Él obedeció, como en realidad siempre hacía, y se sentó a su lado para después sentir las caricias sobre su cabeza. Se preguntó cómo podían aquellos finos dedos transmitir tanta tranquilidad y más en una persona en la que su reloj de vida parecía avanzar a pasos agigantados.

—Mamá— Se atrevió a llamarla con la vista aún puesta en las nubes grises fuera la ventana— ¿Por qué la muerte te tiene que llevar a ti y no a alguien más?

Ella frenó sus caricias unos segundos, para luego con delicadeza hacer que su hijo centrara su mirada en ella. El pequeño vio con curiosidad el brillo en sus ojos, pensando en qué los diferenciaba de los suyos a pesar de tener el mismo color.

—Dime, mi querido Keiji, ¿para ti qué es la vida?— Sonrió con dulzura a la espera de la respuesta de su único hijo.

El niño azabache hizo una tenue mueca pensativa hasta que pareció hallar una respuesta.

—Tal vez sea como las flores— Meditó— Todas tienen distintos colores y crecen en diferentes lugares, pero todas se terminan por marchitar...— Terminó susurrando.
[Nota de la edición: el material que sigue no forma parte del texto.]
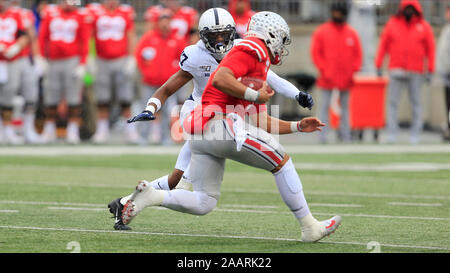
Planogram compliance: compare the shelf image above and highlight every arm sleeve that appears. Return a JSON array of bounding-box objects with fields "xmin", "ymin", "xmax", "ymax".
[
  {"xmin": 425, "ymin": 24, "xmax": 436, "ymax": 73},
  {"xmin": 375, "ymin": 22, "xmax": 390, "ymax": 69},
  {"xmin": 220, "ymin": 50, "xmax": 258, "ymax": 79},
  {"xmin": 267, "ymin": 70, "xmax": 300, "ymax": 100}
]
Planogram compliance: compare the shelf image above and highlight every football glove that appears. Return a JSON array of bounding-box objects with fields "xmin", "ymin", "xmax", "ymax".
[
  {"xmin": 295, "ymin": 91, "xmax": 314, "ymax": 110},
  {"xmin": 127, "ymin": 110, "xmax": 155, "ymax": 123}
]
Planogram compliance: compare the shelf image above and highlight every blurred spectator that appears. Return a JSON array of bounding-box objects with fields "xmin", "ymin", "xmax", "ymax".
[
  {"xmin": 436, "ymin": 4, "xmax": 450, "ymax": 141},
  {"xmin": 87, "ymin": 0, "xmax": 139, "ymax": 143},
  {"xmin": 311, "ymin": 2, "xmax": 362, "ymax": 143},
  {"xmin": 135, "ymin": 9, "xmax": 186, "ymax": 143},
  {"xmin": 375, "ymin": 0, "xmax": 435, "ymax": 144},
  {"xmin": 144, "ymin": 0, "xmax": 199, "ymax": 45},
  {"xmin": 10, "ymin": 0, "xmax": 41, "ymax": 144},
  {"xmin": 0, "ymin": 0, "xmax": 29, "ymax": 144},
  {"xmin": 228, "ymin": 0, "xmax": 255, "ymax": 38},
  {"xmin": 39, "ymin": 0, "xmax": 89, "ymax": 144}
]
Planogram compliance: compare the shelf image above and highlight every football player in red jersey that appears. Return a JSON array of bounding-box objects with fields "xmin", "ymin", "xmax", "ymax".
[
  {"xmin": 118, "ymin": 11, "xmax": 341, "ymax": 242},
  {"xmin": 144, "ymin": 0, "xmax": 199, "ymax": 45},
  {"xmin": 39, "ymin": 0, "xmax": 89, "ymax": 144},
  {"xmin": 87, "ymin": 0, "xmax": 139, "ymax": 143},
  {"xmin": 0, "ymin": 0, "xmax": 30, "ymax": 145},
  {"xmin": 10, "ymin": 0, "xmax": 41, "ymax": 144}
]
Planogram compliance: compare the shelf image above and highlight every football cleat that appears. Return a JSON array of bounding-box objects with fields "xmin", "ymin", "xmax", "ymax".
[
  {"xmin": 108, "ymin": 198, "xmax": 131, "ymax": 230},
  {"xmin": 302, "ymin": 215, "xmax": 342, "ymax": 242}
]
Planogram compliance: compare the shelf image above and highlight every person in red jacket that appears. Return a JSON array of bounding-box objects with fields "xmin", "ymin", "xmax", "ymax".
[
  {"xmin": 91, "ymin": 0, "xmax": 139, "ymax": 143},
  {"xmin": 311, "ymin": 2, "xmax": 362, "ymax": 143},
  {"xmin": 375, "ymin": 0, "xmax": 435, "ymax": 144},
  {"xmin": 144, "ymin": 0, "xmax": 199, "ymax": 45},
  {"xmin": 228, "ymin": 0, "xmax": 255, "ymax": 38},
  {"xmin": 39, "ymin": 0, "xmax": 89, "ymax": 144},
  {"xmin": 0, "ymin": 0, "xmax": 30, "ymax": 145},
  {"xmin": 135, "ymin": 9, "xmax": 187, "ymax": 143}
]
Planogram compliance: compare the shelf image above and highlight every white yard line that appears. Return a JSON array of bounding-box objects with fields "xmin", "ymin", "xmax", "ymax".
[
  {"xmin": 0, "ymin": 226, "xmax": 450, "ymax": 250},
  {"xmin": 295, "ymin": 162, "xmax": 450, "ymax": 172},
  {"xmin": 0, "ymin": 209, "xmax": 19, "ymax": 213},
  {"xmin": 388, "ymin": 202, "xmax": 442, "ymax": 207},
  {"xmin": 0, "ymin": 144, "xmax": 450, "ymax": 156}
]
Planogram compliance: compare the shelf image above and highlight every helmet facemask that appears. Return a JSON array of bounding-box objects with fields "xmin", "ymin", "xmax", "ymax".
[{"xmin": 200, "ymin": 25, "xmax": 236, "ymax": 60}]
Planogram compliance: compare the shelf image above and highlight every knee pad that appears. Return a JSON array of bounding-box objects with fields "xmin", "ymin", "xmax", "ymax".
[
  {"xmin": 69, "ymin": 105, "xmax": 81, "ymax": 119},
  {"xmin": 196, "ymin": 192, "xmax": 217, "ymax": 215}
]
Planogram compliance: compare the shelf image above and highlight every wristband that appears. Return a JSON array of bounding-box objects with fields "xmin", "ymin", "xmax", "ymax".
[
  {"xmin": 145, "ymin": 98, "xmax": 161, "ymax": 114},
  {"xmin": 291, "ymin": 121, "xmax": 302, "ymax": 133},
  {"xmin": 244, "ymin": 87, "xmax": 259, "ymax": 101}
]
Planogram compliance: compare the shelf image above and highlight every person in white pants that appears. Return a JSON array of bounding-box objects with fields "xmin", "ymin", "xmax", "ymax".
[{"xmin": 110, "ymin": 9, "xmax": 341, "ymax": 242}]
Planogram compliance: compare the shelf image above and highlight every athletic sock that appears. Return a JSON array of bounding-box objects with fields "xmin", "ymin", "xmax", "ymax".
[
  {"xmin": 274, "ymin": 159, "xmax": 311, "ymax": 225},
  {"xmin": 150, "ymin": 175, "xmax": 170, "ymax": 191}
]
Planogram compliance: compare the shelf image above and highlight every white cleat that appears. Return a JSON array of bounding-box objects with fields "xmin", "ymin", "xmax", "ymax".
[
  {"xmin": 92, "ymin": 132, "xmax": 109, "ymax": 144},
  {"xmin": 302, "ymin": 215, "xmax": 342, "ymax": 242},
  {"xmin": 122, "ymin": 180, "xmax": 162, "ymax": 225}
]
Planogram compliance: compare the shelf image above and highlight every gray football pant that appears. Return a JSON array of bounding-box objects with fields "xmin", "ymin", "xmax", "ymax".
[
  {"xmin": 189, "ymin": 120, "xmax": 285, "ymax": 200},
  {"xmin": 386, "ymin": 73, "xmax": 423, "ymax": 142}
]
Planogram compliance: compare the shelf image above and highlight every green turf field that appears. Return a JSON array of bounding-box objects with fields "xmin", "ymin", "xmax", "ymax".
[{"xmin": 0, "ymin": 147, "xmax": 450, "ymax": 253}]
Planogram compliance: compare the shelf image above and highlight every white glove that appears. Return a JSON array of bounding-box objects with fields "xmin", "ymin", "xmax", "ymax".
[
  {"xmin": 73, "ymin": 64, "xmax": 86, "ymax": 79},
  {"xmin": 33, "ymin": 56, "xmax": 48, "ymax": 77},
  {"xmin": 3, "ymin": 44, "xmax": 22, "ymax": 59},
  {"xmin": 124, "ymin": 56, "xmax": 136, "ymax": 77},
  {"xmin": 86, "ymin": 57, "xmax": 97, "ymax": 75}
]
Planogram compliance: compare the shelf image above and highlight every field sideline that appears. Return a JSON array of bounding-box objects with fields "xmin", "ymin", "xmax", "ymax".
[{"xmin": 0, "ymin": 145, "xmax": 450, "ymax": 253}]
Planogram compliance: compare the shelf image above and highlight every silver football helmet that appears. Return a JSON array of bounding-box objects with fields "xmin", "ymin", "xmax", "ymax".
[{"xmin": 198, "ymin": 8, "xmax": 236, "ymax": 60}]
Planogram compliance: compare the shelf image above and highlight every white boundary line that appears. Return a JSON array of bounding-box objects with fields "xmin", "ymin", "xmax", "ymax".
[
  {"xmin": 0, "ymin": 223, "xmax": 450, "ymax": 250},
  {"xmin": 0, "ymin": 144, "xmax": 450, "ymax": 156}
]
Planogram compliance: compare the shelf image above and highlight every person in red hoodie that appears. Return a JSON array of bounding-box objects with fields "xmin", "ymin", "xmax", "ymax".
[
  {"xmin": 135, "ymin": 9, "xmax": 187, "ymax": 143},
  {"xmin": 39, "ymin": 0, "xmax": 89, "ymax": 144},
  {"xmin": 228, "ymin": 0, "xmax": 255, "ymax": 38},
  {"xmin": 311, "ymin": 2, "xmax": 362, "ymax": 143},
  {"xmin": 375, "ymin": 0, "xmax": 435, "ymax": 144}
]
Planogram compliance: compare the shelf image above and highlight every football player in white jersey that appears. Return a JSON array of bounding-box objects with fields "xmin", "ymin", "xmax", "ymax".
[{"xmin": 108, "ymin": 8, "xmax": 314, "ymax": 230}]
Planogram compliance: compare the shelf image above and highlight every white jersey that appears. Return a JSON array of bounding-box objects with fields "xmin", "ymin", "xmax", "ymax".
[
  {"xmin": 179, "ymin": 39, "xmax": 299, "ymax": 104},
  {"xmin": 180, "ymin": 40, "xmax": 219, "ymax": 103}
]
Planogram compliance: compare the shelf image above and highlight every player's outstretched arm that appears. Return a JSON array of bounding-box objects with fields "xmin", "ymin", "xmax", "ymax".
[
  {"xmin": 267, "ymin": 70, "xmax": 314, "ymax": 110},
  {"xmin": 251, "ymin": 111, "xmax": 325, "ymax": 135},
  {"xmin": 212, "ymin": 67, "xmax": 274, "ymax": 103},
  {"xmin": 127, "ymin": 69, "xmax": 192, "ymax": 123}
]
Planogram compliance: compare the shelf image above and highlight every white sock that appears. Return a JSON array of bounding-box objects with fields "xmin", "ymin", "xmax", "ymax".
[
  {"xmin": 274, "ymin": 159, "xmax": 311, "ymax": 224},
  {"xmin": 150, "ymin": 175, "xmax": 170, "ymax": 191},
  {"xmin": 161, "ymin": 189, "xmax": 217, "ymax": 215}
]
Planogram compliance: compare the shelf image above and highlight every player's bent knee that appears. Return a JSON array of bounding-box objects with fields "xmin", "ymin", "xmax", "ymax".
[
  {"xmin": 271, "ymin": 154, "xmax": 290, "ymax": 173},
  {"xmin": 194, "ymin": 192, "xmax": 217, "ymax": 215}
]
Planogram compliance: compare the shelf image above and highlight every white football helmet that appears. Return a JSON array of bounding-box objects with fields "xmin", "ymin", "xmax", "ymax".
[
  {"xmin": 198, "ymin": 8, "xmax": 236, "ymax": 60},
  {"xmin": 245, "ymin": 11, "xmax": 291, "ymax": 65}
]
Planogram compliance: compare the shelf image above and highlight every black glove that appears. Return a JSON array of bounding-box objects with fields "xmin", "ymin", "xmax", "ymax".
[
  {"xmin": 127, "ymin": 110, "xmax": 155, "ymax": 123},
  {"xmin": 295, "ymin": 91, "xmax": 314, "ymax": 110}
]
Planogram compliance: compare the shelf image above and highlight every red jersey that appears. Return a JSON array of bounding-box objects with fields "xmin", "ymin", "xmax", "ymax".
[
  {"xmin": 144, "ymin": 5, "xmax": 198, "ymax": 41},
  {"xmin": 39, "ymin": 8, "xmax": 89, "ymax": 63},
  {"xmin": 184, "ymin": 38, "xmax": 270, "ymax": 132},
  {"xmin": 93, "ymin": 5, "xmax": 135, "ymax": 59},
  {"xmin": 0, "ymin": 9, "xmax": 25, "ymax": 61},
  {"xmin": 9, "ymin": 6, "xmax": 34, "ymax": 57},
  {"xmin": 135, "ymin": 30, "xmax": 186, "ymax": 86}
]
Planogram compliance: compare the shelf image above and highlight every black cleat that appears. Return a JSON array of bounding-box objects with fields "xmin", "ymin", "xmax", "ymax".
[{"xmin": 108, "ymin": 198, "xmax": 131, "ymax": 230}]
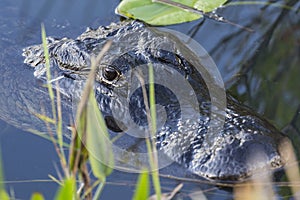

—Oh, pero nada les quita lo bellas que pueden ser— Lo abrazó y besó su frente con cariño— Todas con muchos significados, creciendo con viveza hasta encontrar lo que más desean.

—¿Lo que más desean?— Repitió el menor sin entender realmente el verdadero trasfondo de las palabras de su progenitora.

—Si...— Murmuró con un tono melancólico— De seguro la vida las está viendo a todas y por eso se las lleva cuando cree que ya cumplieron su razón de ser.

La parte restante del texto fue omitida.